The Star-Spangled Banner


The freedoms we enjoy in America speak of a greater and more enduring freedom — one whose symbols are a wooden cross and an empty tomb.

Last week I visited Fort McHenry in Baltimore, Maryland. This fort is best known for the role it played in the war of 1812. The soldiers who occupied this fort successfully defended the Baltimore Harbor from attack by the British Navy.

Francis Scott Key was aboard a British ship anchored in the Baltimore Harbor to negotiate the release of prisoners. While on board, he learned of the British Navy’s plan to attack Fort McHenry. He was not allowed to leave the ship until the battle ended. As he penned, he watched “the rockets’ red glare and the bombs bursting in air” throughout the night.

The dawn of September 14, 1814, Key saw the American flag, 30′ by 42′ in size, waving over Fort McHenry. The sight of “old glory” inspired him to write the famous words of The Star-Spangled Banner.

This powerful poem captured the essence of the indomitable American spirit. Some 100 years later, by decree of Pres. Woodrow Wilson, it was adopted as our national anthem. Once adopted, the Star-Spangled Banner was inextricably linked to the American flag as symbols of our freedom.

We cherish these symbols and the American way of life they represent. The very act of singing the national anthem as we fix our eyes on a flag waving in the distance invokes a sense of patriotism and thankfulness in each of us.
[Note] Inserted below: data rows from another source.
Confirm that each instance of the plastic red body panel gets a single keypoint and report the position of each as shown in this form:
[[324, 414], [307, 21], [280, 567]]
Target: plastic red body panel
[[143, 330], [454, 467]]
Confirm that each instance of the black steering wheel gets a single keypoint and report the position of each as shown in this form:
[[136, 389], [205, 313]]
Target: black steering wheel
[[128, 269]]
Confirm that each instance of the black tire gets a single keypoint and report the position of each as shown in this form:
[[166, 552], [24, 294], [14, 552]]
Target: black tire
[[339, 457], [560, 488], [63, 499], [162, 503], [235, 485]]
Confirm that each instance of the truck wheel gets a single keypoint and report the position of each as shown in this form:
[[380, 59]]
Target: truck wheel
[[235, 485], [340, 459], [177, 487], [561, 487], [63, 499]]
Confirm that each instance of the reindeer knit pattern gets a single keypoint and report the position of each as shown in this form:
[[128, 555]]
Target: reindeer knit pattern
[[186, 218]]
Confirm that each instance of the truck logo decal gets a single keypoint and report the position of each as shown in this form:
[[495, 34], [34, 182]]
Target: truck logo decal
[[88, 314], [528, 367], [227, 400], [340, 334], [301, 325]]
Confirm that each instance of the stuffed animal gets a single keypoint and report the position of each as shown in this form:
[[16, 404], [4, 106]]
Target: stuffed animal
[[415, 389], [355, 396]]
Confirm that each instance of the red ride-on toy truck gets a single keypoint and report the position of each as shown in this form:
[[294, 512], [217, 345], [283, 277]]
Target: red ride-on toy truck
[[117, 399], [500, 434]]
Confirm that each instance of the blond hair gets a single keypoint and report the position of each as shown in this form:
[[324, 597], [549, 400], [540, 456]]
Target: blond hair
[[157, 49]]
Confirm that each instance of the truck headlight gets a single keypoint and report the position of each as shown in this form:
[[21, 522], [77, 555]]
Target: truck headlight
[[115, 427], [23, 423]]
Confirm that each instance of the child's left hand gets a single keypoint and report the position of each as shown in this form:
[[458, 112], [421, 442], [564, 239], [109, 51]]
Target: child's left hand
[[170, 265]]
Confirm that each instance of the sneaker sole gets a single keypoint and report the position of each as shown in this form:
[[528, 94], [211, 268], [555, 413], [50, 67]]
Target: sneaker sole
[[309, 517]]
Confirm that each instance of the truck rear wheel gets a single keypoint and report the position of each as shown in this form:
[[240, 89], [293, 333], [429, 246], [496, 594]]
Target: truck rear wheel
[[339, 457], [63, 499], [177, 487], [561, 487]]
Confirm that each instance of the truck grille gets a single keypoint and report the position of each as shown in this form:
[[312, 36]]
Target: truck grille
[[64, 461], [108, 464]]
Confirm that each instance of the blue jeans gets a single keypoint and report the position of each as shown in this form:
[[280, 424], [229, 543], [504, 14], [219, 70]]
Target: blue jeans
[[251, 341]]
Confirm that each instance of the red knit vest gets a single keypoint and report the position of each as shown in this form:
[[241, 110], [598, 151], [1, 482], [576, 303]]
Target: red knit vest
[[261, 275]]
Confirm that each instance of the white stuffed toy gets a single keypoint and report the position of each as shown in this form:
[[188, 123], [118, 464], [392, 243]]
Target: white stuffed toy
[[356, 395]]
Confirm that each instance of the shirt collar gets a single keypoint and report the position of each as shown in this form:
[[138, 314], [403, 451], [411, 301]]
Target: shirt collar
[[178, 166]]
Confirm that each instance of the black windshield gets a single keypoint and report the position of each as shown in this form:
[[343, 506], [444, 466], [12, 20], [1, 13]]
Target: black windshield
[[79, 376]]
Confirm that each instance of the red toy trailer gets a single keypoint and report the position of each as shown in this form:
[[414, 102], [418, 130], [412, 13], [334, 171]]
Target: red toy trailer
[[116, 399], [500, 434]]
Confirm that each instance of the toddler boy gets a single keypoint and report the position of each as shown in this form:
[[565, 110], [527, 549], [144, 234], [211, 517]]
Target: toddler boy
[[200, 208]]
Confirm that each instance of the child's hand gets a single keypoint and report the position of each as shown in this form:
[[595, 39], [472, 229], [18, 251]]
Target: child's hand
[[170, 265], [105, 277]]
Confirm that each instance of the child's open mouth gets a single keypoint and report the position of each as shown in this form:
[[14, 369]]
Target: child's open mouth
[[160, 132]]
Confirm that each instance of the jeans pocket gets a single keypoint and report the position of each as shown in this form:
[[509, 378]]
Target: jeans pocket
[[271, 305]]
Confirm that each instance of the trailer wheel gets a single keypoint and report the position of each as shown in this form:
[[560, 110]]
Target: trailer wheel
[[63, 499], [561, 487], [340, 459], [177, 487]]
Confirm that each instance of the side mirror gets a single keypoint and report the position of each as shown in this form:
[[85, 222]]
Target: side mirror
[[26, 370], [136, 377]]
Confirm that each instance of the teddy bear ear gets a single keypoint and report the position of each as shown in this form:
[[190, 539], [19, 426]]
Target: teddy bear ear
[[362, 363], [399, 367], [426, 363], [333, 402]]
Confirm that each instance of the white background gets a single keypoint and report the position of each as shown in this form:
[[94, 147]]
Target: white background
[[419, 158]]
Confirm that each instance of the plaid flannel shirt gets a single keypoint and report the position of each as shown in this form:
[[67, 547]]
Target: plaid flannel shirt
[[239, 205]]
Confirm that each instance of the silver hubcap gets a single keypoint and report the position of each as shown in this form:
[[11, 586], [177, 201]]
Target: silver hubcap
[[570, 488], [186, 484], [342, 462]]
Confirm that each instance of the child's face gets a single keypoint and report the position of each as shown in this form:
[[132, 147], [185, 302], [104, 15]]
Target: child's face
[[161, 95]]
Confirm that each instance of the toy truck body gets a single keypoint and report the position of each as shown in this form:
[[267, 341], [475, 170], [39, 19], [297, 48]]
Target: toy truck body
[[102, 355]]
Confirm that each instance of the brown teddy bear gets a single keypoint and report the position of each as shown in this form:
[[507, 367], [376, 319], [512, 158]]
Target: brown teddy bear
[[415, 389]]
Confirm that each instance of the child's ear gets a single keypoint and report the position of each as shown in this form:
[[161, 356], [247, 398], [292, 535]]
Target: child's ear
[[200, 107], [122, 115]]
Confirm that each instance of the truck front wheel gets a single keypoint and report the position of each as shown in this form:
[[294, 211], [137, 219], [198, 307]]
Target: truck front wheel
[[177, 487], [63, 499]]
We are privileged as American citizens to have freedom of religion, free speech and the right to pursue happiness, just to name a few. These are the qualities of freedom that these wonderful symbols point us to. They also issue a warning that these freedoms could be taken away or lost. We should never take them for granted.

What we have in America speaks of a greater and more enduring freedom, one whose symbols are a wooden cross and an empty tomb. These symbols point us to the newness of life we have in Jesus Christ, a life marked by freedom from sin and death, freedom from legalism and freedom from the fear of death. These are freedoms that Christ purchased for us and they can never be taken away.

When you think of the cross and empty tomb, what aspects of your new life in Christ are you most thankful for? For me, it’s the truth that I’ve crossed over from death to life. What about you?